Each permit will state the necessary testing parameters, type of collection and frequency of monitoring.  The analytical results will be reported to the required agencies, which will verify permit compliance; therefore, it is essential to collect representative samples. The analytical results of a sample are only as accurate as the quality of the sample taken.  It is imperative to use EPA approved methods for collecting samples.

In this blog we will discuss 6 important steps for compliant monitoring results.

6 Steps for Compliant Monitoring:

1.            Collecting Representative Samples

First choose the best sample container for the permit.  Then review the parameters and frequency to set up the type of sampler needed, instantaneous (grab) or 24 hours (composite).

For the sample containers, glass is the most effective but the most dangerous for samplers due to potential puncture wounds.  Remember your PPE!

Samples are collected at time of discharge to the outfall from the facility for a direct discharge permit or to the POTW (sewer) for indirect discharge permits. 
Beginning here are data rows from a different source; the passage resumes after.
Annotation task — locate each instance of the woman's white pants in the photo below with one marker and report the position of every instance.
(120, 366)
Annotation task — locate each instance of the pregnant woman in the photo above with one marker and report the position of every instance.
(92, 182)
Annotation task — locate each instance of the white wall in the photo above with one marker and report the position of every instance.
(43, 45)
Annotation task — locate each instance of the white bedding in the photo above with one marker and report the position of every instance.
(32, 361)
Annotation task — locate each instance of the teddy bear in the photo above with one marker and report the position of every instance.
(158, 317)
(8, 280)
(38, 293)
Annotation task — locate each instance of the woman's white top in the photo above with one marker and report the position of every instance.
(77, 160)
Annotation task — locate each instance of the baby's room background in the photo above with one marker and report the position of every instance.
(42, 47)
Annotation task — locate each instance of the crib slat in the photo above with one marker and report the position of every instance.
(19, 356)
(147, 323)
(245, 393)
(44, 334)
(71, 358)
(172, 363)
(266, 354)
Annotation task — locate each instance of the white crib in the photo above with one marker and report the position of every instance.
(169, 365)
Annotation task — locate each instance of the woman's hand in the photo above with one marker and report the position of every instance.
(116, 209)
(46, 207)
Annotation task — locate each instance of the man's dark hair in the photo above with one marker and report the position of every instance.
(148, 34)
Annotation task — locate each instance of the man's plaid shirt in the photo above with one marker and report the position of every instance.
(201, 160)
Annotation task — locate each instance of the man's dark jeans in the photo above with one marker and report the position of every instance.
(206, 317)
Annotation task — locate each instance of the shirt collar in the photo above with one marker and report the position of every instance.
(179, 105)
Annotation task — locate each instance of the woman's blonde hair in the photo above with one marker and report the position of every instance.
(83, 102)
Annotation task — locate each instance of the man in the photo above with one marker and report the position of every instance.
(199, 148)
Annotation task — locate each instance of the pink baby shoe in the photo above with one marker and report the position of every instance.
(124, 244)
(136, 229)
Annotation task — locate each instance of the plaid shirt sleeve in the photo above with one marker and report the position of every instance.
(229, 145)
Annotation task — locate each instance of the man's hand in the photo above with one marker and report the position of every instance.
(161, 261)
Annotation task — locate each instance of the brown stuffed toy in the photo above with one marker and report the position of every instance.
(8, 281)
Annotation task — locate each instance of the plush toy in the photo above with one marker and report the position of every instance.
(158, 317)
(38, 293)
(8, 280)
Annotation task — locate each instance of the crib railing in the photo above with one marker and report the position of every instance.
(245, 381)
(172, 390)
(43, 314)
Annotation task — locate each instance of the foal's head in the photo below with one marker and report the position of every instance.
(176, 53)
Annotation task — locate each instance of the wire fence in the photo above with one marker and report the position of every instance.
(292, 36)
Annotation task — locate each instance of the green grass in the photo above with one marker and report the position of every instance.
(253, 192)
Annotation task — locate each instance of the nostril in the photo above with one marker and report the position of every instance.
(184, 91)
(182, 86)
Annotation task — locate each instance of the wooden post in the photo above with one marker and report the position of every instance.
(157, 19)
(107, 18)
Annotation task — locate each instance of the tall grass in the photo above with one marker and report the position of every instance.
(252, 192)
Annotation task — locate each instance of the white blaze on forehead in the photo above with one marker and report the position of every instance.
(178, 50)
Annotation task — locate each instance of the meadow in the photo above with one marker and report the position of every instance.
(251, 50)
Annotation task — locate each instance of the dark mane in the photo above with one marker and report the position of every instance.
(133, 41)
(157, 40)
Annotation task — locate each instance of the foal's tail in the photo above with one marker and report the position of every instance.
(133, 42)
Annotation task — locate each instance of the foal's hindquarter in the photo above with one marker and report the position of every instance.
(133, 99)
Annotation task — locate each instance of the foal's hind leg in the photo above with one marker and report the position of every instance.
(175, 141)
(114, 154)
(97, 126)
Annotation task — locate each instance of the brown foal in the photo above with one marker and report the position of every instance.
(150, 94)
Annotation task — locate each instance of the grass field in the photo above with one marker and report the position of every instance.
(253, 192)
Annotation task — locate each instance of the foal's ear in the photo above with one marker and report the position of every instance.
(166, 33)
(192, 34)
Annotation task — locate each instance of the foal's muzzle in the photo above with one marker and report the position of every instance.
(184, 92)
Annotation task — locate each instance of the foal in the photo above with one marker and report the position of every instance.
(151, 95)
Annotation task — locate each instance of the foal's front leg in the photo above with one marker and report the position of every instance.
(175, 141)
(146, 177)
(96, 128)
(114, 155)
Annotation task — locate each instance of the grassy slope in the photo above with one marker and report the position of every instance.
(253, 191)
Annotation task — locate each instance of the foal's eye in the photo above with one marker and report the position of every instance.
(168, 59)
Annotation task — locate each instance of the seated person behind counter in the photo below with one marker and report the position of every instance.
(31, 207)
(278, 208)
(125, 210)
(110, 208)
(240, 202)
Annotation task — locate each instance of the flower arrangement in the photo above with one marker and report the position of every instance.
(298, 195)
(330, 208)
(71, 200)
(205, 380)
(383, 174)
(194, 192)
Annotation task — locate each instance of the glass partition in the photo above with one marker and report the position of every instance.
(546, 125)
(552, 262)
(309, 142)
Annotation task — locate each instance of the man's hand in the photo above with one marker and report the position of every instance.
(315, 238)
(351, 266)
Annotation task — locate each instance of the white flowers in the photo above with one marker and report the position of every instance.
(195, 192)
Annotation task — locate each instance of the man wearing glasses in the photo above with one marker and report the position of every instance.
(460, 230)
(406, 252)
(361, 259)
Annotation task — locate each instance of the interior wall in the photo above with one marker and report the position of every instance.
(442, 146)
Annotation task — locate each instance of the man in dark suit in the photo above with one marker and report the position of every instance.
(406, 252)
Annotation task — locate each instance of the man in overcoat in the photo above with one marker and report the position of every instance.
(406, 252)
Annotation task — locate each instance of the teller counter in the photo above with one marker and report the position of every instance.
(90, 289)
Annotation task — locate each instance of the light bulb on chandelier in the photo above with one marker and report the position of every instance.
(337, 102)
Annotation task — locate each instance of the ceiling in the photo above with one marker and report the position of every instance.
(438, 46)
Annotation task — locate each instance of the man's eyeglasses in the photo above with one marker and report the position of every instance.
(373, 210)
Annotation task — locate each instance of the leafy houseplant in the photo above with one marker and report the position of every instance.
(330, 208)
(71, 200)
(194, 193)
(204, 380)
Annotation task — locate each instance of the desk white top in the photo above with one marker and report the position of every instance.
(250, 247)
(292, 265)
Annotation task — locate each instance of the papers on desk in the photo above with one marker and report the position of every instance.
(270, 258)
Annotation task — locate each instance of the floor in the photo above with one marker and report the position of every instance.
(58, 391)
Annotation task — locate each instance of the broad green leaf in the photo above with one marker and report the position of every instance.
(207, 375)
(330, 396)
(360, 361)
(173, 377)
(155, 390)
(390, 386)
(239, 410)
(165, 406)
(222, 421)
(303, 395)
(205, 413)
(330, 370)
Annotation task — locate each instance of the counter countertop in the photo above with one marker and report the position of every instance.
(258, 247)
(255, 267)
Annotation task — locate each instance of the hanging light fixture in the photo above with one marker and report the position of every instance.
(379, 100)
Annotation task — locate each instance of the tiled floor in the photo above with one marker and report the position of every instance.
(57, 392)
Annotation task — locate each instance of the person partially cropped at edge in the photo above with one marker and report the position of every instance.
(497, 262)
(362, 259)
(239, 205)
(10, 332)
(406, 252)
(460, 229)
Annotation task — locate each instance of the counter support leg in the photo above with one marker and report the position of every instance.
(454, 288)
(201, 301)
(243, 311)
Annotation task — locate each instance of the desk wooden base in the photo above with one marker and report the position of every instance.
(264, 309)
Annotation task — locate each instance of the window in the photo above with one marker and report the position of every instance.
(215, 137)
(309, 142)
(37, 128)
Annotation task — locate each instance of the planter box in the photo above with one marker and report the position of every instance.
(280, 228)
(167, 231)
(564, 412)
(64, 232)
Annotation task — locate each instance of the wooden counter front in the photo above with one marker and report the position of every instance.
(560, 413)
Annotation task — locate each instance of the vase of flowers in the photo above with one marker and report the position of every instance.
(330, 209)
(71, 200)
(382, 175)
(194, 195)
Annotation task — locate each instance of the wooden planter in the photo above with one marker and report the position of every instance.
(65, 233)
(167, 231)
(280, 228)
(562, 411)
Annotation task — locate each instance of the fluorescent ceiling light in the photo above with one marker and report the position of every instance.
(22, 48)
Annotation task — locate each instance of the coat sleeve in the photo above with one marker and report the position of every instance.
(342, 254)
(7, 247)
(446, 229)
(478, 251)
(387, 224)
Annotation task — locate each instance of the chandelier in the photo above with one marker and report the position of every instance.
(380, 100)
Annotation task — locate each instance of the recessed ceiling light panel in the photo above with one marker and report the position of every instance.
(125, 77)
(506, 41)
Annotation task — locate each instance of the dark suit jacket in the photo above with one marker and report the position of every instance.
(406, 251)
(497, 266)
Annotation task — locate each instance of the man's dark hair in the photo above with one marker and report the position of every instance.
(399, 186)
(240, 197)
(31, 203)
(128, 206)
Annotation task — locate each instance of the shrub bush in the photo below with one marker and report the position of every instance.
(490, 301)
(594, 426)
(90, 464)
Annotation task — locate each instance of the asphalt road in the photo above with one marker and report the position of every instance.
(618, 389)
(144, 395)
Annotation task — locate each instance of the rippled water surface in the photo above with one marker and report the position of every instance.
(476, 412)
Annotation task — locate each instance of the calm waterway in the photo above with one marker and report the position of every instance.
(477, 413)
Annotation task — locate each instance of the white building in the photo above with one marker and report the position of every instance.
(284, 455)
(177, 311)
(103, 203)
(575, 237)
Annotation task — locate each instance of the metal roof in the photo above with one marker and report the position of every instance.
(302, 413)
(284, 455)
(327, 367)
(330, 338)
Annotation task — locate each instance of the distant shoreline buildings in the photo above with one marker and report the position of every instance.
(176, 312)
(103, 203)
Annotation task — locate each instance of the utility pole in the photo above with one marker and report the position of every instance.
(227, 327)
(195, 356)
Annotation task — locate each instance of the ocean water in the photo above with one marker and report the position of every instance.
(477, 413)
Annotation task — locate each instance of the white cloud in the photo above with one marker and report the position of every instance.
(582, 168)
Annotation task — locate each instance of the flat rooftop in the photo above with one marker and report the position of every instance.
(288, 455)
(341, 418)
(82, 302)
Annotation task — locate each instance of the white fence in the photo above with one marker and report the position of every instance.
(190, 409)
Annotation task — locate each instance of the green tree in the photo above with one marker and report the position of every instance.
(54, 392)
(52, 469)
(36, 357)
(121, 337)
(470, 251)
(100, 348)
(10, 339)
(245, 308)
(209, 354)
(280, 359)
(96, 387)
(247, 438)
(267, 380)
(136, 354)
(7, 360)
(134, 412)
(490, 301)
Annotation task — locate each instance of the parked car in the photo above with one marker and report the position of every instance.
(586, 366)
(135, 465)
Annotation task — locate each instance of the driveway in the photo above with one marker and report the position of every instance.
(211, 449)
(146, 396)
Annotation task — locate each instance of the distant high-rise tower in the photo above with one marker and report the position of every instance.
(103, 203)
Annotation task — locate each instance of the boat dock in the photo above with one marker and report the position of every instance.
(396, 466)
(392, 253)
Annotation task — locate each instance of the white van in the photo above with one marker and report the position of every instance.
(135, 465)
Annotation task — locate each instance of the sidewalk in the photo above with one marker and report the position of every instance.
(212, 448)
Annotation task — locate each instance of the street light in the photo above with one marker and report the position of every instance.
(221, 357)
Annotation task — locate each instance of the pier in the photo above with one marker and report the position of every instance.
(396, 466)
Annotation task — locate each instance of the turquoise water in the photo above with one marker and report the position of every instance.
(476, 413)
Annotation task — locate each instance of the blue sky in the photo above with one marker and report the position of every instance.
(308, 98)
2.            Formulating Sampling Program Objectives

The sampling plan is clearly stated on the listed permit conditions with frequency and type of sample.    From this, a sampling protocol should be established and kept on file at your facility. Spencer-SHE’s team of experts can assist you with sampling protocol development.

3.            Proper Handling and Preservation of Water Samples

All samples collected must be placed in the correctly labeled containers with the correct preservatives, and if there is any question then the lab should be contacted immediately.   After correctly identifying and labeling all containers they must be immediately refrigerated.  An ice pack must be inside the cooler to maintain the correct temperature when sending to the lab.

These sample kits come with strong acid/caustic preservatives and it is imperative that the collected sample (grab or composite) is poured into the laboratory provided sample container using the required PPE for acids/caustics at a minimum safety eyewear and gloves.     

4.            Labeling Security Seals & Chain of Custody

Ensure all containers are properly labeled and sealed before closing the kit or cooler.   The Chain of Custody (COC) form must be completed accurately and clearly printed. There is always a possibility of moisture getting to the COC therefore put it in a zip lock bag to prevent destroyed documentation.

The lab must be able to differentiate between samples. You can request the COC from the lab, or Spencer-SHE if you are one of our clients.

5.            Field Quality Assurance

  • A Custody Seal should on the kit or cooler across any opening to track any possible tampering.  The seal should include the shipping or receiving facility name, the collector’s name and the date the container is sealed for shipment.  If there is any concern for tampering with the samples and or the kit itself, then new samples should be collected if feasible.
  • Quality assurance protocols are implemented at the laboratory to ensure sample collection procedures do not result in contamination. Most labs include the quality control data in each analytical report to support and validate the results.   Laboratories earn certifications based on their quality control capabilities which provides assurances to the clients that these results are accurate.

6.            Proper Analysis

The proper analysis is executed by the laboratory using specified EPA protocols and references.

Finally, to get the best result remember

  • sampling according to set procedures,
  • select your equipment and labels.
  • use precautions and PPE while handling any container with preservatives.
  • Clearly complete your chain of custody and add security seals as needed
  • Review your data with your quality control data.

By doing things, the six steps to compliant monitoring you will reduce the chance of error and increase the accuracy of your sample results. This act will assist maintaining optimal compliance, prevent agency violations and potential fines.